Hi All, I used the following python script to add sample identifier (S1R1, S1R2, S2R1, S2R2 etc) based on the adaptor combination. It did add the sample name as I needed but when I used the output files in Bowtie to get bam files, the sample identifier at the end doesn’t show up. (I used Geneious and IGV to visualize the bam files.) Can anybody tell me what has gone wrong? My intention is to easily identify to which sample each read belongs to. Thanks!!
replace ID_TSV file
1:N:0:ATTACTCG+TATAGCCT S1R1
2:N:0:ATTACTCG+TATAGCCT S1R2
1:N:0:TCCGGAGA+TATAGCCT S2R1
2:N:0:TCCGGAGA+TATAGCCT S2R2
1:N:0:CGCTCATT+TATAGCCT S3R1
2:N:0:CGCTCATT+TATAGCCT S3R2
1:N:0:GAGATTCC+TATAGCCT S4R1
2:N:0:GAGATTCC+TATAGCCT S4R2
1:N:0:ATTACTCG+ATAGAGGC S5R1
2:N:0:ATTACTCG+ATAGAGGC S5R2
1:N:0:TCCGGAGA+ATAGAGGC S6R1
2:N:0:TCCGGAGA+ATAGAGGC S6R2
1:N:0:CGCTCATT+ATAGAGGC S7R1
2:N:0:CGCTCATT+ATAGAGGC S7R2
1:N:0:GAGATTCC+ATAGAGGC S8R1
2:N:0:GAGATTCC+ATAGAGGC S8R2
# Dictionary with strings to replace and what to replace them with
replace_strings = {}
with open("replace_ids.tsv", "r") as id_file:
# Read file line-by-line
for line in id_file.readlines():
# Split line on TAB
ids = line.strip().split("\t")
# Fist entry is the original ID
original_id = ids[0]
# Second entry is your ID
my_id = ids[1]
# Add both to our dictionary of strings to replace
replace_strings[original_id] = my_id
# Read file with sequences, called "sequence.txt"
with open("S8_R2_p.fastq", "r+") as infile:
# Read each line of file into a list
content = infile.readlines()
# Keep a list of the lines with the replaced strings
new_content = []
# Loop lines in the file content
for line in content:
new_line = line
# Find and replace any original_id with your own ids in the line of content and add it to our list of replaced lines
for original_id, my_id in replace_strings.items():
new_line = new_line.replace(original_id, my_id)
new_content.append(new_line)
# Write replaced content to a new file called "outfile.txt"

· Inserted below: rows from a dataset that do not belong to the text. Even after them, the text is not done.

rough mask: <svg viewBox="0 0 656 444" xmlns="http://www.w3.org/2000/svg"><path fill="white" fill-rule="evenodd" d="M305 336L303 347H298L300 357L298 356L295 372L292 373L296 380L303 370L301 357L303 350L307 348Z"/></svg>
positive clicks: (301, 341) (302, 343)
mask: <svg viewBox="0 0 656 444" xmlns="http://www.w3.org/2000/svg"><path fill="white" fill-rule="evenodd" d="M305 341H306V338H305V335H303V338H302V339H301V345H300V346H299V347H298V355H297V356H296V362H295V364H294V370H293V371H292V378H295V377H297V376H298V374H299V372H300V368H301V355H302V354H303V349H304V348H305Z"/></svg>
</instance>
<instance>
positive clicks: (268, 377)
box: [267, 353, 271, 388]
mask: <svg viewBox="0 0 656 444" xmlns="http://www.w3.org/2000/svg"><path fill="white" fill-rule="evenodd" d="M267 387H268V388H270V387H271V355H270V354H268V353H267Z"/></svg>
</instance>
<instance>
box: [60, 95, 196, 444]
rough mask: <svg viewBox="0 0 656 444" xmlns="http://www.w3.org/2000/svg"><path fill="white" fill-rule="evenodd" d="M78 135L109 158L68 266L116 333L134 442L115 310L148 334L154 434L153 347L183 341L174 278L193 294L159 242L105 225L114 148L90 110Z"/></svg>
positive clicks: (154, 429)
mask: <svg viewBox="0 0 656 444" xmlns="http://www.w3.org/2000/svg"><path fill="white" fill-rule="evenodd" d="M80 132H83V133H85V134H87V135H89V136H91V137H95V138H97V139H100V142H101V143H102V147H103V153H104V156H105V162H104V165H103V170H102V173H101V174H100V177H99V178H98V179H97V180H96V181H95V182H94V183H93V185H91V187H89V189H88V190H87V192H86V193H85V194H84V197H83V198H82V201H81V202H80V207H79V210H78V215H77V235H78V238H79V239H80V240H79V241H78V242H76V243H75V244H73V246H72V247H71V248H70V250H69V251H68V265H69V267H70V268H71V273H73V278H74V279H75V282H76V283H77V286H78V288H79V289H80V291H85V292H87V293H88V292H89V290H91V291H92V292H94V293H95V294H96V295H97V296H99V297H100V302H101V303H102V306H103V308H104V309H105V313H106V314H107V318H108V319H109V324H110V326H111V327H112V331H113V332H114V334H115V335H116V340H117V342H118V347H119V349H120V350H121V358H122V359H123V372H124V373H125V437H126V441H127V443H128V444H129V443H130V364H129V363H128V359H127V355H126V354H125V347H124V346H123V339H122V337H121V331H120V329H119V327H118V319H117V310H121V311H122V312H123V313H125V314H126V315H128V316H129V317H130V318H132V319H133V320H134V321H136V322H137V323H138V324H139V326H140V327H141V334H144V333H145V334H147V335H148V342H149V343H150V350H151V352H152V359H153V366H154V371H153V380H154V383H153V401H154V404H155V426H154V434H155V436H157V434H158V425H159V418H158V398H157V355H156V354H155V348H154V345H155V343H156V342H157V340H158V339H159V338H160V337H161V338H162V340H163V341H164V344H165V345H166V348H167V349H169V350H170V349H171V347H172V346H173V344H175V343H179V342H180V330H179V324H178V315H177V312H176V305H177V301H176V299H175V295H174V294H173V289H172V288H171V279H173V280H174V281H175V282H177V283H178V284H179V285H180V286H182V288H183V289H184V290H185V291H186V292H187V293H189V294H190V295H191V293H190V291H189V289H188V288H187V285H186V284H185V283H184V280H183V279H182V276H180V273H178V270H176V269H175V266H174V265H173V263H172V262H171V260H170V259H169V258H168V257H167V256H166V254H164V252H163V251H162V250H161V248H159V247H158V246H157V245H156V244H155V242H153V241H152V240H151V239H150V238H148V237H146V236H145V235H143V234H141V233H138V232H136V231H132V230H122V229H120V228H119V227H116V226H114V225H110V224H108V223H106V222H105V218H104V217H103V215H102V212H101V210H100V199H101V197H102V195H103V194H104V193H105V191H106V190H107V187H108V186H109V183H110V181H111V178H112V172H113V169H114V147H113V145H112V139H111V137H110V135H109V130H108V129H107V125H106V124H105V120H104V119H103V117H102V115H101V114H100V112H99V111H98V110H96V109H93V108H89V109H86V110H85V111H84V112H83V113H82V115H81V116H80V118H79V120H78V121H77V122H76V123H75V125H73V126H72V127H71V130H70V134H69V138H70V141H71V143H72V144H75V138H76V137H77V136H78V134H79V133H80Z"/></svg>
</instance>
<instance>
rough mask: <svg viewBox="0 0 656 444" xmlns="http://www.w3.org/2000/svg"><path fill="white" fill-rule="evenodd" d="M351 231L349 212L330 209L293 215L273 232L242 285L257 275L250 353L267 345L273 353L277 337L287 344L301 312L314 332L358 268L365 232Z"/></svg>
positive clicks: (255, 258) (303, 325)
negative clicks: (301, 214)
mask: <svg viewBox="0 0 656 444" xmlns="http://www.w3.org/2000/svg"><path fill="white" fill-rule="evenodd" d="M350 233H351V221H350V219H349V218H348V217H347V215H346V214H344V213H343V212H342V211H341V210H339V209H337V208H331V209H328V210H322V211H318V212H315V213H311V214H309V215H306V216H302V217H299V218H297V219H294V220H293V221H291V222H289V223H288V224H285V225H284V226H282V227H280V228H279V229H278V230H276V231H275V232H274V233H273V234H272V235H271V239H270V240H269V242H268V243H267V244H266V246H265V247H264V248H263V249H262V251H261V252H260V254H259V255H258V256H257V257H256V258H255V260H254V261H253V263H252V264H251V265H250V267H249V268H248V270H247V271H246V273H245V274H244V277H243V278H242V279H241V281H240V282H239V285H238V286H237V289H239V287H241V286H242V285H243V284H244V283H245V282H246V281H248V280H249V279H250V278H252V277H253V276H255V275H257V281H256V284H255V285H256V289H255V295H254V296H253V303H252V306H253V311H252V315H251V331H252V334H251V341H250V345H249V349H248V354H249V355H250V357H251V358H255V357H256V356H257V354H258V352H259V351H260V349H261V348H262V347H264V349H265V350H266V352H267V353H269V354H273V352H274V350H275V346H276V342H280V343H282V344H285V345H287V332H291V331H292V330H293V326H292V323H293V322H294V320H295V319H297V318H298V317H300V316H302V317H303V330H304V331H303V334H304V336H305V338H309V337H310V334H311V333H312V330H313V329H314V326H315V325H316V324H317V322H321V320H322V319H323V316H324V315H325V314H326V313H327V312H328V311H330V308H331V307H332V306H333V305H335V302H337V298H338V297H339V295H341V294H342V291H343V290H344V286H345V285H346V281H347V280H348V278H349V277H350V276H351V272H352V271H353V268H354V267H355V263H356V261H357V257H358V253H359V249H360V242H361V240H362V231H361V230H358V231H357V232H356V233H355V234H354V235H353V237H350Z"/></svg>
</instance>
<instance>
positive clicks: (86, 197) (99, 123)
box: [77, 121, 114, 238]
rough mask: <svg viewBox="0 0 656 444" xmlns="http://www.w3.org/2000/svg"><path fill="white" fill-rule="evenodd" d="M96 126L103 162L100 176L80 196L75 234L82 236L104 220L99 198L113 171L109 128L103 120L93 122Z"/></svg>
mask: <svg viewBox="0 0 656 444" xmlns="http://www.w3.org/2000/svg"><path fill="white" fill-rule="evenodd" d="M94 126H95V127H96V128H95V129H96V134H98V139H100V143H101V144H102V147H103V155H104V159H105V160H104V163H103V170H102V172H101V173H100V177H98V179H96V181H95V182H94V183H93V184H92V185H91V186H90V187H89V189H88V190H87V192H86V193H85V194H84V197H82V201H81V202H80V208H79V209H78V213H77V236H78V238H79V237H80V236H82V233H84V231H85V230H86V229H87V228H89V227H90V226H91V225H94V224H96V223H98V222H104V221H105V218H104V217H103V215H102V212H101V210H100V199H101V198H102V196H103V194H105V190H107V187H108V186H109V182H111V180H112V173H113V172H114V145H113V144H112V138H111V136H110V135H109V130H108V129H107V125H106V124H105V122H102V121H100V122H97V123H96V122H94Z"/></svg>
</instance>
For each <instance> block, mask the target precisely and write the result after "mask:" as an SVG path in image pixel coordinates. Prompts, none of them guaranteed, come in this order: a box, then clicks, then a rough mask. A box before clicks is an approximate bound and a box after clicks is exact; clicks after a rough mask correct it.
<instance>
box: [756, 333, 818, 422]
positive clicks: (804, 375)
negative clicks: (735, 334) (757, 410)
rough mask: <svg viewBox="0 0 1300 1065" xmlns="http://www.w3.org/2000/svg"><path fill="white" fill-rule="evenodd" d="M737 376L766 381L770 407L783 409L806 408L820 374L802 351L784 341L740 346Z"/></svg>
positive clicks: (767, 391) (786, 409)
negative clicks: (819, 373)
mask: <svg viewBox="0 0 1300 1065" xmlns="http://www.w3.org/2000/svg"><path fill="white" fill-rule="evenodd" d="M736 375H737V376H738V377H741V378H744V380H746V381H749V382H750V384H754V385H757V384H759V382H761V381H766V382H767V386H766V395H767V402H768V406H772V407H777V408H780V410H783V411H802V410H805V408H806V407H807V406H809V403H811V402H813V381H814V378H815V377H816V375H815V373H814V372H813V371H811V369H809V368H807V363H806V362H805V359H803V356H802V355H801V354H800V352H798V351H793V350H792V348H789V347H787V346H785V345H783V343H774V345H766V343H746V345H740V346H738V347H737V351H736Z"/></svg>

with open("outfileS8R2.fastq", "w") as outfile:
for line in new_content:
outfile.write(line)
Hi finswimmer,
Thanks for trying to help. May be my question is not clear. Anyways, I don't have different samples in one fastq file. I got demultiplexed fastq files for each sample so I didn't have to demultiplex it myself. But when I assembled all the samples together using Bowtie2 and visualized them using either IGV or Geneious I can't identify to which sample each read belongs to. It has only X and Y cordinates by which I can't directly identify the sample (@M04503:27:000000000-G2K2K:1:1101:14373:1561). Therefore, I thought to add the sample no. to the end of each reads' identifier by using above script. It worked and now it is like this, with S1R2 at the end (@M04503:27:000000000-G2K2K:1:1101:14373:1561 S1R2).

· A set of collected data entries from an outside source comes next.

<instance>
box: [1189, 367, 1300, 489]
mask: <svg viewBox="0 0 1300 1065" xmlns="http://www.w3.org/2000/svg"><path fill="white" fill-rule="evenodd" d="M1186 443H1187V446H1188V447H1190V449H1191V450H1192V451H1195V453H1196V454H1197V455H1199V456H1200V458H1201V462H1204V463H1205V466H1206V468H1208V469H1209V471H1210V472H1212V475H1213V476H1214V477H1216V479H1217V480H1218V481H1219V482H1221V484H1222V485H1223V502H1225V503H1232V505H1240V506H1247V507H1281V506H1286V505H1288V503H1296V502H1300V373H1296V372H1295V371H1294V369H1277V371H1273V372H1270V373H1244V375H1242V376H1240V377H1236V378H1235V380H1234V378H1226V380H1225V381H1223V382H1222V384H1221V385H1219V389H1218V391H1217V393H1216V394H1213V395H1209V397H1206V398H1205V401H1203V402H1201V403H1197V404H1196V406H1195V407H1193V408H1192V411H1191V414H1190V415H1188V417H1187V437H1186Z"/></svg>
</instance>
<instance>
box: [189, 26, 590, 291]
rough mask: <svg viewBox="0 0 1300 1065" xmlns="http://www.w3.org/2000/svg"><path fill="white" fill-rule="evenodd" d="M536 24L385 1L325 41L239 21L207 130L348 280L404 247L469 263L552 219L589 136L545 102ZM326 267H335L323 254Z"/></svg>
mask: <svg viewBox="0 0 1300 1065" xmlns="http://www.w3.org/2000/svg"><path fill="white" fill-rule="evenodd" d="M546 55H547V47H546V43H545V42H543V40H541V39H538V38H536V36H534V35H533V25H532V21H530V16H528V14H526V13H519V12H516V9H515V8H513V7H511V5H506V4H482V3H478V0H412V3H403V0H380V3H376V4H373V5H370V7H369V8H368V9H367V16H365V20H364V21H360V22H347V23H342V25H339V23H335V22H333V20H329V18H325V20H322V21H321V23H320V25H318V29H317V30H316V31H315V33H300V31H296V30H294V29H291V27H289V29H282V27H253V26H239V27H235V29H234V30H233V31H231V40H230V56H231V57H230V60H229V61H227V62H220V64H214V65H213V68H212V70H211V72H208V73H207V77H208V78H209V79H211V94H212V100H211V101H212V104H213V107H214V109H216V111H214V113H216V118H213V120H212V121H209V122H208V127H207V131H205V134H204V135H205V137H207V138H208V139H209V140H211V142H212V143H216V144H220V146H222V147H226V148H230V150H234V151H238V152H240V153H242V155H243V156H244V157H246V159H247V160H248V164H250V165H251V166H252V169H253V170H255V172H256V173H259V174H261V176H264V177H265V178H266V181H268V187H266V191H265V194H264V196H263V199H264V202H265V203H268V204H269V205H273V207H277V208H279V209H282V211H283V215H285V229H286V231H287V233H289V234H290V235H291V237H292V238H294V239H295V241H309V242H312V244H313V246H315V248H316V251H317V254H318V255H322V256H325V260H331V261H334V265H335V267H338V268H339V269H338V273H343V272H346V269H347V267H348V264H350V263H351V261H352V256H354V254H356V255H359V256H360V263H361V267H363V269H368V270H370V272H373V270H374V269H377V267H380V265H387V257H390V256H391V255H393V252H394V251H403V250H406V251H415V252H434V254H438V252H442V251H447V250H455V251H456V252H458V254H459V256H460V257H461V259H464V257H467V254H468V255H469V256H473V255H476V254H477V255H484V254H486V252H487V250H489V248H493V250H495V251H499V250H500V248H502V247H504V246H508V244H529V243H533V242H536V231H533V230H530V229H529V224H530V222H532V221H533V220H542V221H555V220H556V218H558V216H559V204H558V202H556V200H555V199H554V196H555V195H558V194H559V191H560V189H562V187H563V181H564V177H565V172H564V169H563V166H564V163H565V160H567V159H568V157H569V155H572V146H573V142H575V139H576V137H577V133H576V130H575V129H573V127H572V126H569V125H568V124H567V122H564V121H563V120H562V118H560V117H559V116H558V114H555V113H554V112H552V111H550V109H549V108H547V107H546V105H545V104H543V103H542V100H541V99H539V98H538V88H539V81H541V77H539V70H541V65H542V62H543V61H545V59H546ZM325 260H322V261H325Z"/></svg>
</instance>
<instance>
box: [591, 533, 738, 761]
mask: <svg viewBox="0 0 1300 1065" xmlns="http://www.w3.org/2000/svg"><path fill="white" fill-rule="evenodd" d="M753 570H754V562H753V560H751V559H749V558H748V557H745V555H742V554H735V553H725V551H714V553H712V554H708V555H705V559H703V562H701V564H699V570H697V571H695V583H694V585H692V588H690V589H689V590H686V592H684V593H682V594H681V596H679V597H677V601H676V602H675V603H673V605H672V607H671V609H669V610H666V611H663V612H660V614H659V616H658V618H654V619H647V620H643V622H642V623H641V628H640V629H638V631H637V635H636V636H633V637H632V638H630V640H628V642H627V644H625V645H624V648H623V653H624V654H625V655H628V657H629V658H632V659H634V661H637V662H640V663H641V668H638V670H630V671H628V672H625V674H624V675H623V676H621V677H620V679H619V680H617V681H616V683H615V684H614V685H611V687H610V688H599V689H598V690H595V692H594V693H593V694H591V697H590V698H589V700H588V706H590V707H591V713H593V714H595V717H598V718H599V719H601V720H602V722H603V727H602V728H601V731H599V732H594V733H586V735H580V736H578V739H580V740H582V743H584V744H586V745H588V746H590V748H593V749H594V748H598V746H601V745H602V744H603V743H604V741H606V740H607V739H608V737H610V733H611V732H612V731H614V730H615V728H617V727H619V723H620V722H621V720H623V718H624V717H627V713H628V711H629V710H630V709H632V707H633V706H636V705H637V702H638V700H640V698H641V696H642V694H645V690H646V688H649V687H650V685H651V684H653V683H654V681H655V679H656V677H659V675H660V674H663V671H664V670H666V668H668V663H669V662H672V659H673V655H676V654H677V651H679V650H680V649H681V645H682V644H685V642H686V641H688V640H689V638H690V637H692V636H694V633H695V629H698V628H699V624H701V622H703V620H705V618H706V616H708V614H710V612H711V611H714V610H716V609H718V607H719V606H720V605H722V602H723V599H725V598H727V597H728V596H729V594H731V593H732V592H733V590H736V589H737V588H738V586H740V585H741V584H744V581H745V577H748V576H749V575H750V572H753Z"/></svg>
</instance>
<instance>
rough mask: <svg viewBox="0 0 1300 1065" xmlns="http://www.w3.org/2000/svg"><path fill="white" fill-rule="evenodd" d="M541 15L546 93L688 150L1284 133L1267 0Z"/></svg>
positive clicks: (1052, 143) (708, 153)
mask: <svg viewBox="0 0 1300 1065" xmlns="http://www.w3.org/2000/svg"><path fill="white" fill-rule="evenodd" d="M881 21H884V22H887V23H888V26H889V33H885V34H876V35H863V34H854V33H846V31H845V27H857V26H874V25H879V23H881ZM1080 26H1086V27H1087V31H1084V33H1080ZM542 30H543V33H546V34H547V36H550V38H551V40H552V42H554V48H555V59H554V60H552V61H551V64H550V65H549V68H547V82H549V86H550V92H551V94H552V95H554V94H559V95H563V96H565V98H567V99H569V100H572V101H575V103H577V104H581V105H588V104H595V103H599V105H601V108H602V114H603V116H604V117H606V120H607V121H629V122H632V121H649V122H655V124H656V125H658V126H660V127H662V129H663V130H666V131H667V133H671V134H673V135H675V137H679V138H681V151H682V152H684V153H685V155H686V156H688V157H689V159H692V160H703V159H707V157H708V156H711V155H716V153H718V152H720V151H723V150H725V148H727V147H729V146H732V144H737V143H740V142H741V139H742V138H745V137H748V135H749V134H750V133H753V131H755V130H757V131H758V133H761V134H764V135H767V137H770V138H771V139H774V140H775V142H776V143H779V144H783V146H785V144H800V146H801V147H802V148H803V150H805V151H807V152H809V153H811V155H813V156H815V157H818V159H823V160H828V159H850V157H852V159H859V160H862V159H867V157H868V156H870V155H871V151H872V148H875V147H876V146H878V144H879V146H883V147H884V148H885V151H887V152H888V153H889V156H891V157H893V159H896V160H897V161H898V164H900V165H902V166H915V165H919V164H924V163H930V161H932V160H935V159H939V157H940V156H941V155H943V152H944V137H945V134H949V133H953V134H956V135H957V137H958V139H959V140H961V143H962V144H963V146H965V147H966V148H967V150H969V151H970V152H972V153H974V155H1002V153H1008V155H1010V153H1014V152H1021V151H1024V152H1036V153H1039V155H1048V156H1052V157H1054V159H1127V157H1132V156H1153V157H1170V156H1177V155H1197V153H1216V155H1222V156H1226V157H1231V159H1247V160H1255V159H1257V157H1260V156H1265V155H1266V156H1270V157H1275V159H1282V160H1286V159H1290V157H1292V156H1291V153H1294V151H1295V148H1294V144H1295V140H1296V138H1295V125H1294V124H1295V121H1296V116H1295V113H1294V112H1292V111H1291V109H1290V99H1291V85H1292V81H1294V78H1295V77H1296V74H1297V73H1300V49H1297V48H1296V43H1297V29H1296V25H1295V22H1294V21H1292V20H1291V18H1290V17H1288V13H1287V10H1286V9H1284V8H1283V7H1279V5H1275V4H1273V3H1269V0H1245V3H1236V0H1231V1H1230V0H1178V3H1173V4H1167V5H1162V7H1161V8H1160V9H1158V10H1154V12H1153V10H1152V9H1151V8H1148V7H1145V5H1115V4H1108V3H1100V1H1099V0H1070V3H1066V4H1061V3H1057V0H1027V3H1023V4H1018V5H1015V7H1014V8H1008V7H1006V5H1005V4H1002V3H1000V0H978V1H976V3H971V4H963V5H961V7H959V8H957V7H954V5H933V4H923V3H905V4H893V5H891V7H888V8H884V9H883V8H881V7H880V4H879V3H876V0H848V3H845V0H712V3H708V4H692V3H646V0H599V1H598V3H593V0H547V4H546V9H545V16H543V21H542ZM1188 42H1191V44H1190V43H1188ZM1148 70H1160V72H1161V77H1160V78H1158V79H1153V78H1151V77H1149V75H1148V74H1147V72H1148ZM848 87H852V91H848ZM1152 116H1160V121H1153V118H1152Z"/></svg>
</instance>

My question is even though I did this, still I can't see the S1R2 part when I'm visualizing the alignment/assembly.
Thanks!!
Hello again,
the most clean way is still to do the alignment separate for each sample and adding a ReadGroup containing the sample name. Doing so the read group can be used by various tools for further analyses.

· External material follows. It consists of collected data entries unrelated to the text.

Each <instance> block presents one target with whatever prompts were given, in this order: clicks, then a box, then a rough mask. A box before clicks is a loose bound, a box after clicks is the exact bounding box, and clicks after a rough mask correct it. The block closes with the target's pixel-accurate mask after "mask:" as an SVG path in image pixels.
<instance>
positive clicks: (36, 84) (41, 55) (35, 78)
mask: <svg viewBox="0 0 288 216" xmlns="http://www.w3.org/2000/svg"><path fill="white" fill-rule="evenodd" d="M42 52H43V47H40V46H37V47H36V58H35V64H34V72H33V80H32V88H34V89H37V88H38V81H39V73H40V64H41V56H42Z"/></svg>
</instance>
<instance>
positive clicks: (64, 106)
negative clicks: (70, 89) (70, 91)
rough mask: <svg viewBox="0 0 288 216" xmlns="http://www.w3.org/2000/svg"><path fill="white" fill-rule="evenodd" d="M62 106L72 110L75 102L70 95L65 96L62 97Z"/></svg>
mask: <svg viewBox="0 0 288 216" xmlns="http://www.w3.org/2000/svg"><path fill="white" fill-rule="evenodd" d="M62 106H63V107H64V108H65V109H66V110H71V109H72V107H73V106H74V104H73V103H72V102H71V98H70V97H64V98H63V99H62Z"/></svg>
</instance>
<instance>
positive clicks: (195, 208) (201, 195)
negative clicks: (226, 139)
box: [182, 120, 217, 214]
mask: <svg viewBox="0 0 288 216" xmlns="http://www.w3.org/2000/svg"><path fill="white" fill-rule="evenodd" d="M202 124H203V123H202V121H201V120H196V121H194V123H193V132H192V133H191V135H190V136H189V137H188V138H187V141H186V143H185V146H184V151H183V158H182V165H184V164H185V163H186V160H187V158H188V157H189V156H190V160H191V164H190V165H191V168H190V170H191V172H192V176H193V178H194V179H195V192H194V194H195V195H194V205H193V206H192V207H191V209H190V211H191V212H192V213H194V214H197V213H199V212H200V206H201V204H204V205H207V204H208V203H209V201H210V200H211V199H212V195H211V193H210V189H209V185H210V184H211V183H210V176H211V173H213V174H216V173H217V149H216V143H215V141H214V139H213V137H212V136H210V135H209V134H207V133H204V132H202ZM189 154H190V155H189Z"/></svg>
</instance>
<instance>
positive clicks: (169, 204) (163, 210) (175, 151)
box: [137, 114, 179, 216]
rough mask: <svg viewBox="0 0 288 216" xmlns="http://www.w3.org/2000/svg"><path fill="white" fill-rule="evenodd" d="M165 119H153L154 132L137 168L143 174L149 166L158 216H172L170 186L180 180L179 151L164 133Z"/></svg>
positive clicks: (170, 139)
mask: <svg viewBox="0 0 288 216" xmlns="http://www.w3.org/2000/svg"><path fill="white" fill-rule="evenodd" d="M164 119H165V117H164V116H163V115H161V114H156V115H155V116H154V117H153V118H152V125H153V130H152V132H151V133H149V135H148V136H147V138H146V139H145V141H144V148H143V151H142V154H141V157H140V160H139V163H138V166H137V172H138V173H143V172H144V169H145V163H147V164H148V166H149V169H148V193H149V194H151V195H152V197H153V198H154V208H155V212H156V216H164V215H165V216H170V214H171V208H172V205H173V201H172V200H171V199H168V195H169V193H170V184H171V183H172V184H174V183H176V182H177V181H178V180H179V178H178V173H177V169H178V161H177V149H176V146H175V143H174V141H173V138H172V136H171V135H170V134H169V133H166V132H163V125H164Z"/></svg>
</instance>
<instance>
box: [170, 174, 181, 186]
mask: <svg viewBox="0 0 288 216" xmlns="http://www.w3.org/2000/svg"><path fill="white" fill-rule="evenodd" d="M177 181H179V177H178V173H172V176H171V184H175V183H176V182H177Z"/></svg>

I see that there is also in
--sam-no-qname-trunc
option inbowtie2
whichSuppress standard behavior of truncating readname at first whitespace at the expense of generating non-standard SAM
. But again: I strongly recommend using ReadGroups to differ the samples.fin swimmer
Alrighty,,, I'll try that. Thanks again!!